Já no capítulo II, quando trata do método para interpretar um sonho modelo, ele primeiro remonta aos antigos métodos populares de interpretação, dividindo-os em simbólico, quando se trata de interpretar o sonho como um todo, e decifração, quando se trata de examiná-los por parte. É para exemplificar o segundo título que ele traz o sonho relatado por Artemidoro de Daldis. Trata-se de um sonho tido por Alexandre, da Macedônia, quando sitiava a resistente cidade de Tiro. Perturbado com a longa duração do cerco, Alexandre sonha com um sátiro dançando sobre seu escudo. Aristander, o onirocrítico que o acompanhava, divide a palavra grega em duas, formando o trocadilho sa tyros, Tiro é tua, incentivando assim Alexandre a apertar o cerco e dominar a cidade (p.106, n.1).

O que ele chama de sonho modelo, por sua vez, é o conhecido como o sonho da injeção em Irma. Aí começam a aparecer os primeiros problemas notáveis de tradução. O primeiro deles é com a palavra solução que no sonho e em sua análise está corretamente traduzida desde o alemão lösung,10 mas que, anteriormente, ao final da p.107, é traduzida por remoção.
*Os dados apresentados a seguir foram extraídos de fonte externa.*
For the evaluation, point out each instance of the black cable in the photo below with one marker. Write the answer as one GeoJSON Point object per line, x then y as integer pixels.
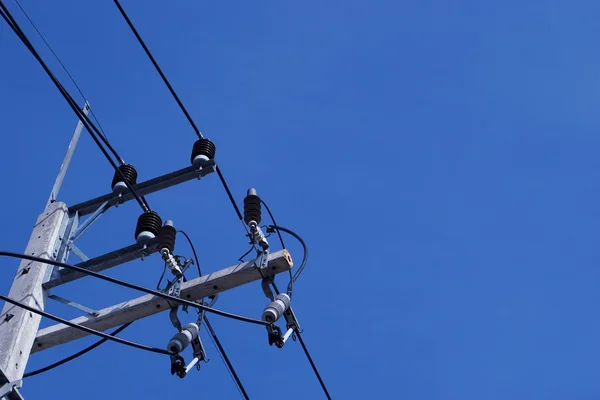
{"type": "Point", "coordinates": [193, 251]}
{"type": "Point", "coordinates": [241, 259]}
{"type": "Point", "coordinates": [312, 364]}
{"type": "Point", "coordinates": [214, 337]}
{"type": "Point", "coordinates": [76, 355]}
{"type": "Point", "coordinates": [304, 246]}
{"type": "Point", "coordinates": [5, 13]}
{"type": "Point", "coordinates": [83, 328]}
{"type": "Point", "coordinates": [158, 69]}
{"type": "Point", "coordinates": [174, 94]}
{"type": "Point", "coordinates": [231, 199]}
{"type": "Point", "coordinates": [226, 360]}
{"type": "Point", "coordinates": [65, 69]}
{"type": "Point", "coordinates": [290, 290]}
{"type": "Point", "coordinates": [134, 287]}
Chamo a atenção para isso porque quando Freud usa repetidamente a mesma palavra é para dar-lhe um estatuto conceitual. A edição comemorativa corrigiu essa falha. Sobre o mencionado sonho, do qual podemos dizer inaugural, temos de dizer que foi tão importante para Freud, a ponto de ele imaginar que um dia, na casa onde teve o sonho, em Bellevue, durante suas férias, colocariam uma placa com os dizeres: Nesta casa, em 25 de julho de 1895, o Segredo dos Sonhos foi revelado ao Dr. Sigmund Freud.
10.  Na referida frase - [...] no tocante a essas estruturas (patológicas), o seu deslindamento (Auflösung) coincide com a remoção (Lösung) das mesmas, – os dois termos estão mal traduzidos. Seria preferível usar dissolução para traduzir Auflösung, tanto por acompanhar a construção semântica de solução, como por dizer melhor o que acontece: quando algo se dissolve, tal qual um comprimido dissolvido na água, ele não perde suas propriedades.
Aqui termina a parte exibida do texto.